Then & Now: Mentoring key part of Shy’s banking career

Editor’s Note: The following story appeared in the Sept. 13 issue of the Northwest Arkansas Business Journal. “Then & Now” is a profile of a past member of the Business Journal’s Forty Under 40 class.


The backbone of commercial lending is working with customers to expand existing relationships and develop new ones. But mentoring the next generation of bankers is also considered essential.

The opportunity to do that brought longtime Fayetteville banker Craig Shy to Arvest Bank 17 years ago this month, and he still enjoys that work today.

In September 2004, Shy moved from Bank of Arkansas to Arvest, which began innocently enough with a fundraising call for the Northside Fayetteville Rotary Club to support Rotary International’s “Every Rotarian, Every Year” program.

“I was president of Northside Rotary at the time,” Shy recalled during a recent interview. “I dialed up Payne Brewer, who was Arvest’s loan manager in Fayetteville and also a longtime friend. When he answered, he asked me if I wanted a job. After giving him my sales pitch [for Rotary], he returned to that and said he was serious.

“I asked him what he had in mind.”

Brewer explained to Shy a job opportunity to lead a small team of commercial bankers in Arvest’s Fayetteville market, something he hadn’t done before.

A 1985 graduate of Jenks High School in Jenks, Okla., Shy graduated in 1989 from the University of Arkansas with a bachelor’s degree in banking and finance. He immediately went to work as a credit analyst for The Merchants Bank in Kansas City, Mo.

That began Shy’s upwardly mobile career in the Kansas City metro. He worked for multiple banks for several years until returning to Fayetteville in October 1996 as a commercial banker for Bank of Arkansas N.A. He worked there for seven years, and the Northwest Arkansas Business Journal honored him as a member of its annual Forty Under 40 class in 2000.
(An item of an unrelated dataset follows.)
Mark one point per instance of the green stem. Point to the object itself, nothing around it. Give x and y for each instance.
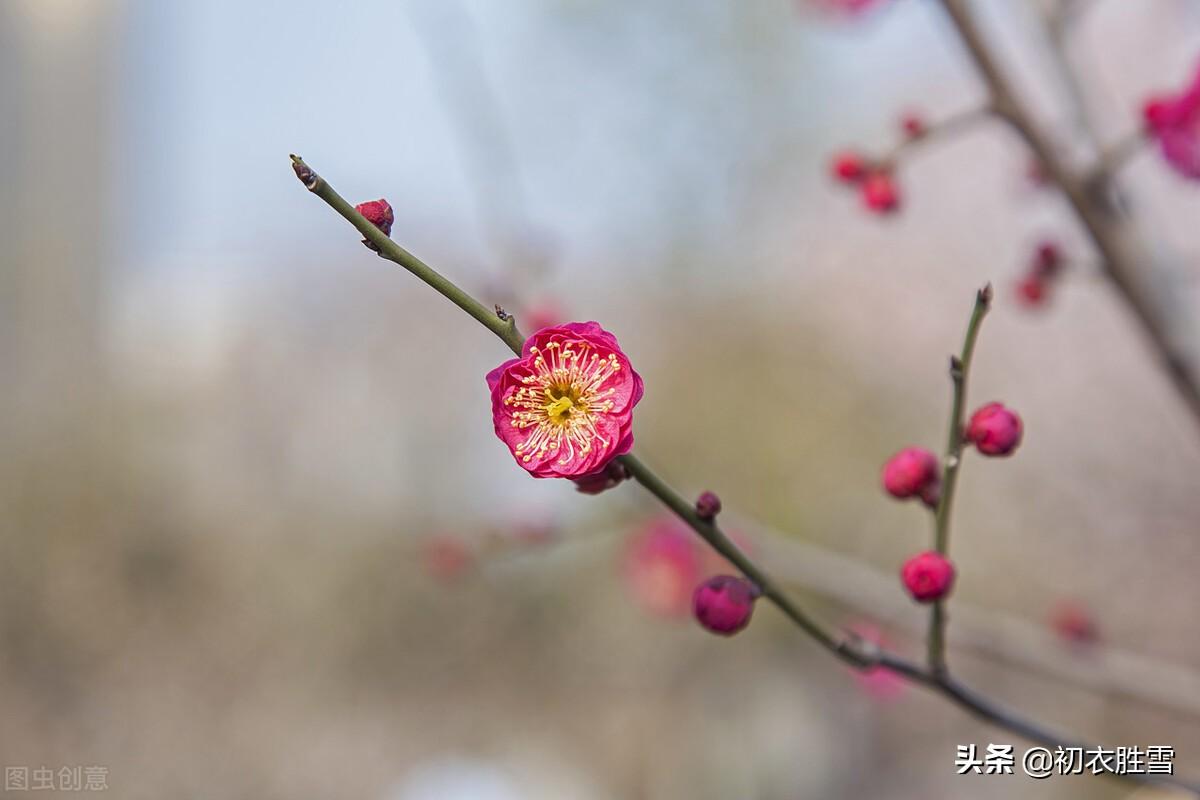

He said the opportunity to manage and mentor a small group of commercial lenders at Arvest was hard to dismiss.

“It intrigued me,” Shy said. “When I looked back at my career in Kansas City and Bank of Arkansas, I thought back to the people who had poured into me and shared their wisdom and knowledge. That was something I wanted to do for others. Bank of Arkansas was a great place but was a smaller operation [than Arvest] in Northwest Arkansas. There weren’t a lot of management mentoring opportunities there. Just generate business and take care of customers.

“Collaboration and mentorship are a big part of what I enjoy, so I’m happy I made a move [to Arvest].”

Shy worked as an area loan manager for Arvest for seven years. The company promoted him to commercial banking manager in 2011. Two years later, he earned another promotion to executive vice president and Fayetteville loan manager. He oversees the bank’s Fayetteville market lending functions, including commercial, private and mortgage lending. Those departments include about 60 employees.

Although all Arvest branches are technically part of the same Fayetteville charter, the company currently maintains 16 different community bank markets in Arkansas, Missouri, Kansas and Oklahoma, each with an executive team and advisory board. Shy is one of three executive officers of the Fayetteville market and guides the overall direction of the bank as a member of the senior coaches team.

“One thing I think helps a commercial banker is a little bit of patience,” Shy said of his best advice for beginning bankers. “Invest in themselves and learn as much as they possibly can each day.”

Shy, 54, is a 2009 graduate of the Southwest Graduate School of Banking at Southern Methodist University. He also has an extensive history of community service throughout Fayetteville, including leadership positions with Northside Rotary, Walton Arts Center Foundation, Fayetteville Chamber of Commerce and Fayetteville Public Education Foundation.

His most significant community work is with Life Styles Inc., a nonprofit that provides services to adults with developmental disabilities. He’s chairman of the board and has been involved with the group since 2007.

Shy also promotes advocacy and public awareness of Down syndrome at the state and national levels. He and his wife, April, have four children, and the two youngest are 15-year-old twins: Austin, who has Down syndrome, and Audrey.